In: Statistics and Probability
a) The meaning of an “interaction” term in a general linear model.
b) The importance of ensuring data points are independent.
c) The value of an orthogonal design.
d) The difference between a random and a fixed effect.
e) The difference between a general linear model and a generalized linear model
f) The difference between a Type I and Type II error.
a) The meaning of an “interaction” term in a general linear model.
An interaction term is that term which describes interactions or associations between two or more than two variables. An interaction occurs when an independent variable has a different effect on the outcome depending on the values of another independent variables , i.e the independent variables might interact with each other.
For example , we are working on a data about weight loss programe
let y denoted weigth of an indivisual which is dependent variable, and let boiled packed food and diet pill be two independent variables which are used in weight loss programe.
Now weigth may depend on only eating boiled packed food or taking diet pills only , or both independent variables i.e on interaction term of boiled packed food and diet pill . We can say that when boiled packed food is used with different dose or levels of diet pill helps in weigth reducing .

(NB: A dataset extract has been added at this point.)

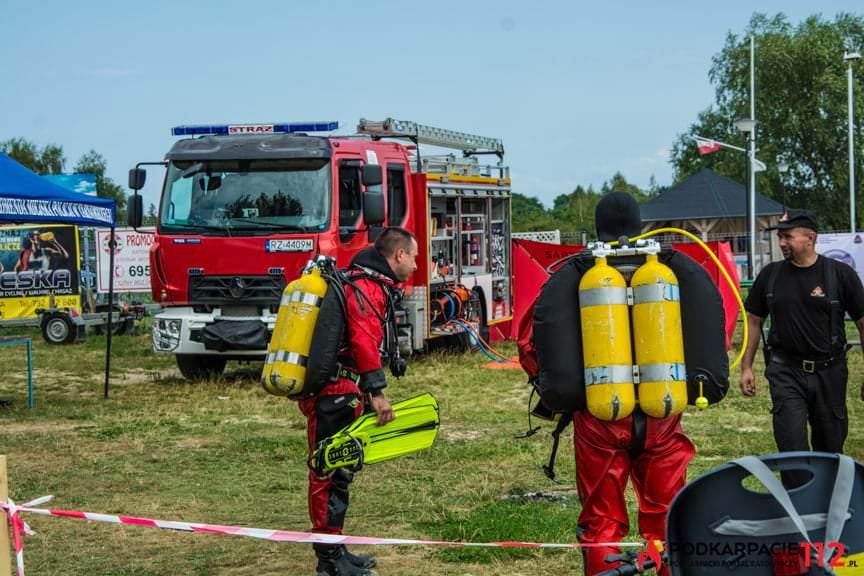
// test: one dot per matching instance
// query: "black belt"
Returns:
(809, 366)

So we may add interaction term of boiled packed food and diet pill to our general linear model to get more information .
b) The importance of ensuring data points are independent.
Two observations or data points are said to be independent if the occurrence of one observation does not depends on previous observations , or provides no information about the occurrence of the other observation.

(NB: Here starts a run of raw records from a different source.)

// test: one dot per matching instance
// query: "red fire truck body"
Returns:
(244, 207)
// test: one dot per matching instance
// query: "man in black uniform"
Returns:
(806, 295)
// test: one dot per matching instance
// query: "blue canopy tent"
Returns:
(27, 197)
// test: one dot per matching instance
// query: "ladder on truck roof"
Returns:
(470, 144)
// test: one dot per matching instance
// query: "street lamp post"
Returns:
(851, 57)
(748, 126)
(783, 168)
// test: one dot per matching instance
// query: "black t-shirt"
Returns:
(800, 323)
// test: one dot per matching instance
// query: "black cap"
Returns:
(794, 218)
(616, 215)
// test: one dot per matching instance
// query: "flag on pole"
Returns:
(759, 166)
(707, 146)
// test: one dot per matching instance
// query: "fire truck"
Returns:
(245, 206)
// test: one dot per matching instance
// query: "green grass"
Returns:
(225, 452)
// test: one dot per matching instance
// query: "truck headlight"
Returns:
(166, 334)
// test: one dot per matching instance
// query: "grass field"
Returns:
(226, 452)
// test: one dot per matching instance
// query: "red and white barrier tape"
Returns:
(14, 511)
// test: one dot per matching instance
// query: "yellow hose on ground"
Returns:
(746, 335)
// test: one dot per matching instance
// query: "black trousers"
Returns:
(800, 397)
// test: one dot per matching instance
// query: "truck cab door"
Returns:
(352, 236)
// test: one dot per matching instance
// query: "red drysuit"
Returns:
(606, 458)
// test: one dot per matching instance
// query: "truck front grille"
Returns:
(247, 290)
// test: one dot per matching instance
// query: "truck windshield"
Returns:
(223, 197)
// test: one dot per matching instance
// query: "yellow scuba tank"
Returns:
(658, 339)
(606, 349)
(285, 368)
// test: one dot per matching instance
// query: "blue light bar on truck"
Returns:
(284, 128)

The assumption of independence of observations or dat points is used for t-tests, ANOVA tests, and in several other statistical tests.

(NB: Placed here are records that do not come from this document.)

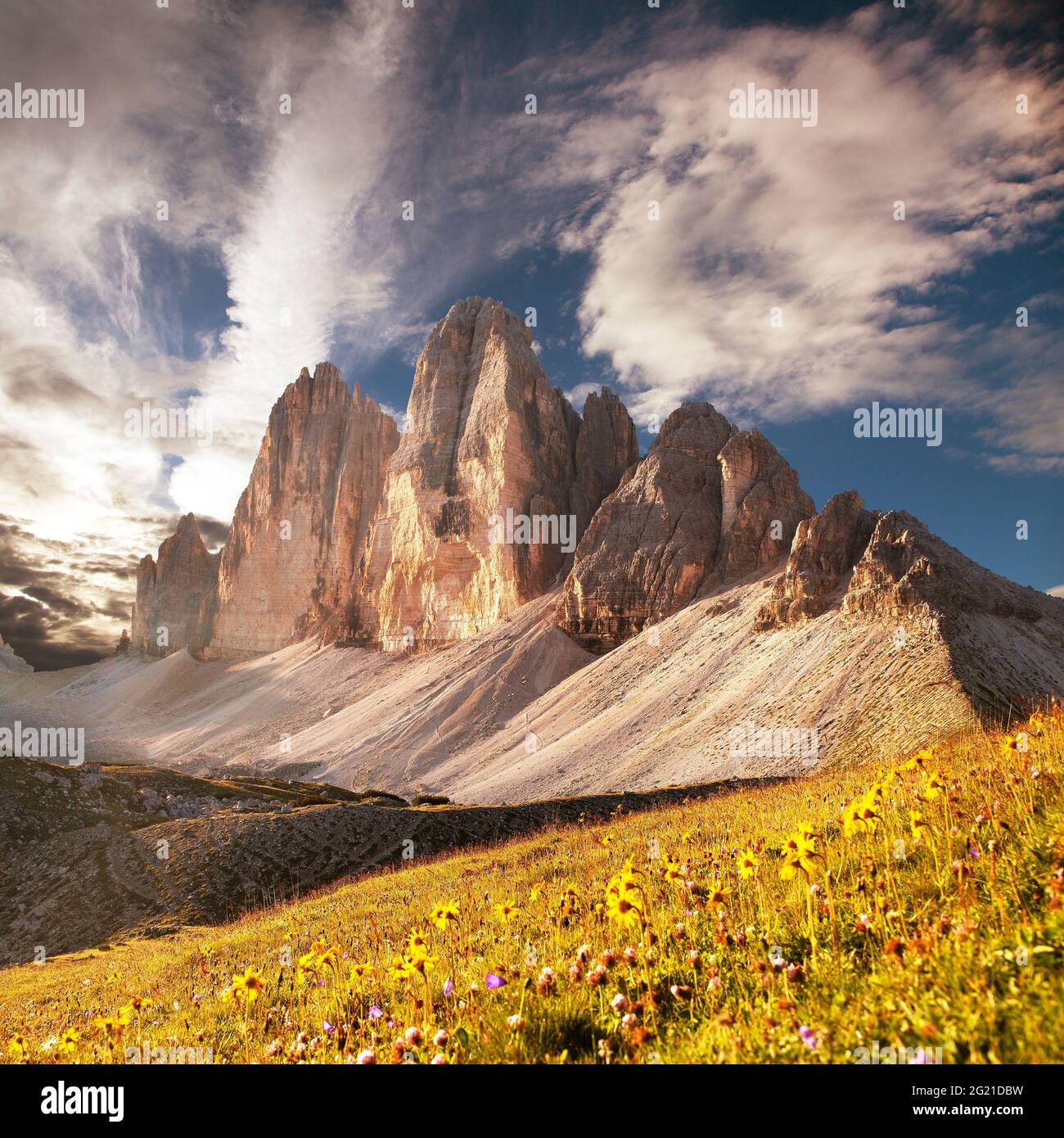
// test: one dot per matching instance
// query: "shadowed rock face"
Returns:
(707, 505)
(11, 662)
(606, 447)
(174, 593)
(300, 525)
(486, 432)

For example suppose we want to test two drugs which claims to reduce headache . So we want new observation ( here may be animals or human ) on whom the drugs will be tested . So we make two gropus and 1st drug is given to first group and 2nd drug to other group.
As effects of drug may depend on person age, genetics , weight ect.
Thus we also need to assign every person randomly to each gropus .Thus independence of observation is very important as if peoples of same family or friends of same age ( which are dependent on each other) are put into one group , result of drug will not be satisfing or it may give wrong results.
Also we don’t want one person appearing twice in two different groups as it could skew your results.
c) The value of an orthogonal design.
Orthogonal Design (Experimental Design) -An experimental design is orthogonal if each factor can be evaluated independently of all the other factors.
An orthogonal model means that all independent variables in that model are uncorrelated. If one or more independent variables are correlated, then that model is non-orthogonal.
Orthogonality refers to the property of a design that ensures that all specified parameters may be estimated independent of any other. The degree of orthogonality is measured by the normalized value of the determinant of the information matrix.
An orthogonal design matrix having one row to estimate each parameter (mean, factors, and interactions) has a measure of 1. It is easy to check for orthogonality: If the sum of the factors columns in standard format equals 0, then the design is orthogonal.
d) The difference between a random and a fixed effect.
A Random effects model is a statistical model where the model parameters are random variables , like the price for a cup of cofee varies wildly depending on location and brand .
Where as in fixed effect variables are constant across individuals; these variables, like age, sex, or ethnicity, don’t change or change at a constant rate over time .
They have fixed effects,in other words, any change they cause to an individual is the same. where as The Random effects model is a special case of the fixed effects model.
Fixed effects do have some limitations for example, they can’t control for variables that vary over time which we do not observe in case of Random effects i.e Fixed effects are constant across individuals, and random effects vary
Fixed effects model refers to a regression model in which the group means are fixed (non-random) as opposed to a Random effects model in which the group means are a random sample from a population.
e) The difference between a general linear model and a generalized linear model
The General Linear Model (GLM) is a useful statistical method for comparing how several variables affect different continuous variables ( dependent variable aftected by other independent variables ).
General Linear Model is the foundation for several statistical tests, including ANOVA, ANCOVA and regression analysis. Despite their differences, each fits the definition of Data = Model + Error , we we assume that Error follows normal distribution.
Where as the generalized linear model (GLM) is a flexible generalization of ordinary linear regression that allows for response variables that have error distribution models other than a normal distribution.
Thus , general linear model requires that the response variable follows the normal distribution while the generalized linear model is an extension of the general linear model that allows the specification of models whose response variable follows different distributions .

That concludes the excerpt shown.